Canada is taking on Big Tech with new legislation that would force companies like Facebook and Google to compensate the struggling domestic news industry for the use of its content.
Heritage Minister Pablo Rodriguez unveiled the proposed, Australian-style “Online News Act” on Tuesday. He framed the effort as a way to combat the rapid spread of disinformation and its threat to Canada’s democracy.
“The news sector in Canada is in crisis,” Rodriguez told reporters in Ottawa. “This contributes to the heightened public mistrust and the rise of harmful disinformation in our society.”
The government’s goals: Before the announcement, a senior government official briefing reporters on background said key goals of Bill C-18 are to support domestic outlets, preserve Canadians’ access to local and national news and counter disinformation.
The bill is intended to help news outlets during their negotiations with the increasingly powerful global platforms.
If passed, the legislation would put the Canadian Radio-television and Telecommunications Commission regulator into an administrative role for key elements such as whether a platform meets the criteria and to help oversee the negotiation process. An assignment of this scope would create yet another major task for the CRTC, which already regulates the complex broadcasting and telecommunications spaces.
The government says the legislation will contribute to the sustainability of the sector, which has been hit hard in recent years. The drop in revenues has led to layoffs and the closure of many outlets.
Rodriguez said between 2008 and today 451 news outlets in Canada closed up shop — including 64 in the last year alone.
News businesses have less advertising revenue to work with, he said, and are therefore investing less into their journalists and newsrooms.
“I would say that the reality is grim,” Rodriguez said. “In 2020, online advertising revenues in Canada were close to C$10 billion, with two dominant digital platforms taking over 80 percent of those revenues. That’s an incredible chunk of power in the market.”
Legislation at a glance: Bill C-18, which Rodriguez says builds on an arbitration model established in Australia, would require global platforms to strike voluntary, fair commercial deals with Canadian news media.
Last month, a report in Australia found that Google and Facebook paid Australian news companies around A$200 million over a one-year period. The research found that the compensation helped pay for least 50 new journalist positions.

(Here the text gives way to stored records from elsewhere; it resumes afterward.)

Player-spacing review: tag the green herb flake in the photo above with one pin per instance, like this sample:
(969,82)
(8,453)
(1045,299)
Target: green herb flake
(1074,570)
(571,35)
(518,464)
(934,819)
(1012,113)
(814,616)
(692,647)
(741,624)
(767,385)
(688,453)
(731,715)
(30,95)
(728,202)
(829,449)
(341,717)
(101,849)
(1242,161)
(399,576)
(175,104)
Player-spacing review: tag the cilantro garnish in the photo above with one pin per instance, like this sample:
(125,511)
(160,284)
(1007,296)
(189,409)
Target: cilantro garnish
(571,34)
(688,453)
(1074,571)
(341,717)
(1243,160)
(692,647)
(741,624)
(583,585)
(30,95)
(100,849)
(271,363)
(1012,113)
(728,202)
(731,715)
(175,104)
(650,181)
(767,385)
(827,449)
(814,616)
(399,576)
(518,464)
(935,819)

In Canada, Rodriguez estimated the legislation could bring as much as C$200 million in compensation. He said platforms and news outlets would have between six and 12 months to reach agreements once the legislation is passed.
When platforms do not reach an agreement voluntarily with news outlets, they will be subject to mandatory negotiation and remediation, with arbitration as a last resort.
The legislation is also drafted to enable news outlets to work as a collective to negotiate compensation. The government official stressed this feature would allow smaller news organizations to participate, even if they have limited resources.
Bill C-18 also lays out six criteria for commercial deals between platforms and news outlets. The list includes ensuring “an appropriate portion of the compensation would be used by the news businesses to support the production of local, regional and national news content.”
Deals in place: Digital platforms have already negotiated deals with many news media in Canada, including an agreement last fall between Google and the company that owns the Toronto Star.
Rodriguez said Tuesday that some of those deals may need to be revisited once Bill C-18 becomes law to ensure, for example, that they meet the criteria.
Rapid response: Michael Geist, chair of internet and e-commerce law at the University of Ottawa, has warned in recent months about the dangers of such a policy for press independence and competition.
“This is an absolutely massive intervention into the news sector with the government ruling that links to news must be paid for and the CRTC overseeing what deals are ‘fair,’” Geist wrote Tuesday on Twitter as he read through the bill.
Campaign context: Prime Minister Justin Trudeau’s Liberals vowed during the 2021 election campaign to introduce legislation that would require online platforms that generate revenues from news content to share a portion of their earnings with Canadian news outlets.
The Liberals promised the framework would be based on the Australian model to “level the playing field” between global platforms and domestic news publishers.
What’s next: Rodriguez called Bill C-18 the second step in the government’s effort to build “a fairer, safer, more inclusive and more competitive internet for all Canadians.”
In February, he introduced Bill C-11, which is designed to amend the Broadcasting Act to regulate online streaming so it supports and promotes Canadian creators and their content.
Rodriguez’s mandate letter from Trudeau also calls for legislation, as soon as possible, to “combat serious forms of harmful online content to protect Canadians and hold social media platforms and other online services accountable for the content they host.”
“Two down, one to go,” Rodriguez said.